日本とデンマークでは社会的背景も国家の規模も全く違います。そのなかでデンマークの事例はマイルストーンにはなるかもしれませんが、日本の文脈に即したあり方が求められるでしょう。

例えばデンマークでは、公的機関が企業以上の資本力を持っています。そのため企業は、「自前のサービスを公共機関に卸せば、大きな利益を生まれる」ことを知っています。福祉国家ということもあり、社会的に「国と関わり、環境を良くする」意識が高いのです。

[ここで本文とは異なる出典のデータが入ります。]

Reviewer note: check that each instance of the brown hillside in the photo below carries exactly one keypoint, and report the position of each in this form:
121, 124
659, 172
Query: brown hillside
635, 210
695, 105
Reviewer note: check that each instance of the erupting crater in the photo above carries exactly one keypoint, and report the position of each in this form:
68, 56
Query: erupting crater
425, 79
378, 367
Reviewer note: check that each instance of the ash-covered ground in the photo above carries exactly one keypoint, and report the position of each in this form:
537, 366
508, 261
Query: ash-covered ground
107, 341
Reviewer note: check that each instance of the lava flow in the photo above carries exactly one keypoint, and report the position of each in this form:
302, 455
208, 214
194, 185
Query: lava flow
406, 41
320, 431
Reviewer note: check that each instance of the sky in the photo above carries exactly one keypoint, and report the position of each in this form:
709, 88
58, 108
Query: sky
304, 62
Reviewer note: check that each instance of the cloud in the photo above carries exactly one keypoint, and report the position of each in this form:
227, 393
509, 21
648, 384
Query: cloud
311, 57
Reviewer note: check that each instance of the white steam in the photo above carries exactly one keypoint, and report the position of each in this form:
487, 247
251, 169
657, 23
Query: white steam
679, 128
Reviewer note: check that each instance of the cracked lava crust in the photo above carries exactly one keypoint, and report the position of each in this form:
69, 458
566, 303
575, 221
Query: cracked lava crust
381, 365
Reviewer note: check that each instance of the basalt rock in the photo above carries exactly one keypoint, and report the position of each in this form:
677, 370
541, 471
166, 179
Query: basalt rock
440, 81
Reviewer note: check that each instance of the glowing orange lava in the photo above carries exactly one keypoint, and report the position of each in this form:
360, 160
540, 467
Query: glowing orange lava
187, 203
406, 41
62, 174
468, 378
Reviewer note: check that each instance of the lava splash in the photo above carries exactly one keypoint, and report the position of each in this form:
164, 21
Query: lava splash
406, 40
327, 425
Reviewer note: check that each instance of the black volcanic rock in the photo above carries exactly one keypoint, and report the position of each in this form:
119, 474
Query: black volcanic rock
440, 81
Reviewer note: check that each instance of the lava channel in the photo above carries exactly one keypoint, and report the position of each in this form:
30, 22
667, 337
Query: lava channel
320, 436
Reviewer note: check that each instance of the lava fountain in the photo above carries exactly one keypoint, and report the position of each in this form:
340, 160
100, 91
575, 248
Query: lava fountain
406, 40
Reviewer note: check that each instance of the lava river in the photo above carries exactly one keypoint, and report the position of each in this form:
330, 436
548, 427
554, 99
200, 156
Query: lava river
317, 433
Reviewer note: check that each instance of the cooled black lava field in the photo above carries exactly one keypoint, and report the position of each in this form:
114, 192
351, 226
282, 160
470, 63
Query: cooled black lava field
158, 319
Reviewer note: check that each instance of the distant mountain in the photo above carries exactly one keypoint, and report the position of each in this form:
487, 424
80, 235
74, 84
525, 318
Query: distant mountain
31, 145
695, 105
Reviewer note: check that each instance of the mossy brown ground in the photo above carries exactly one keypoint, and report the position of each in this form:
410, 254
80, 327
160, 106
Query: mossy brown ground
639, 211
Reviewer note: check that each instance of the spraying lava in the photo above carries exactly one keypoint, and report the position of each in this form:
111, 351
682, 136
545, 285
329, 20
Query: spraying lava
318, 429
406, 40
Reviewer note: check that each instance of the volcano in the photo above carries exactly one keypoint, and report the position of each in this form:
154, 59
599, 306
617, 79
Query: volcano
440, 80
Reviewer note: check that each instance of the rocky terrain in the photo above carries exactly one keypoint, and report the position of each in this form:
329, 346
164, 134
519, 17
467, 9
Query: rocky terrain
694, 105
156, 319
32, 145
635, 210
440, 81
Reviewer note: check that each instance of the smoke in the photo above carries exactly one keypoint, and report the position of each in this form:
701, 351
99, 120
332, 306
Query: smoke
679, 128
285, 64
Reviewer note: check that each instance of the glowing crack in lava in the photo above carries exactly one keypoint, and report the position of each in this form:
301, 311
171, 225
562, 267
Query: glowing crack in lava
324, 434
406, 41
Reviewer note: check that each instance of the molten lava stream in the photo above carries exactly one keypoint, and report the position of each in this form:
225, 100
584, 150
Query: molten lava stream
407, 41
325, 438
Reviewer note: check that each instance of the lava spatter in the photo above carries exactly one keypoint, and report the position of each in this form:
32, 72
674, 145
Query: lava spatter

スマートシティがこれだけ普及したことも、福祉国家を維持するという基本的な認識が市民の中で一致していたからだと思います。高齢化や人口減少の中で「福祉国家を維持するためには、業務効率化とリソースの適切な配分が不可欠」という危機感を、社会全体で共有している。その意識を醸成する教育や啓発を、政府も積極的に行ってきたことも大きいのではないでしょうか。

日本でこれを行うのであれば、国や自治体と同様に、企業ができることもとても多いのではと思っています数千万人の顧客基盤を持つ企業であれば、それだけでデンマークと同規模なんですよ。デンマークのように全国レベルで浸透させるのは難しくても、1つの企業や自治体からはじめて、日本独自の「オープンな議論を行うプロセス」や「テクノロジーの社会実装の仕組み」を見つけられるのが理想かなと思っています。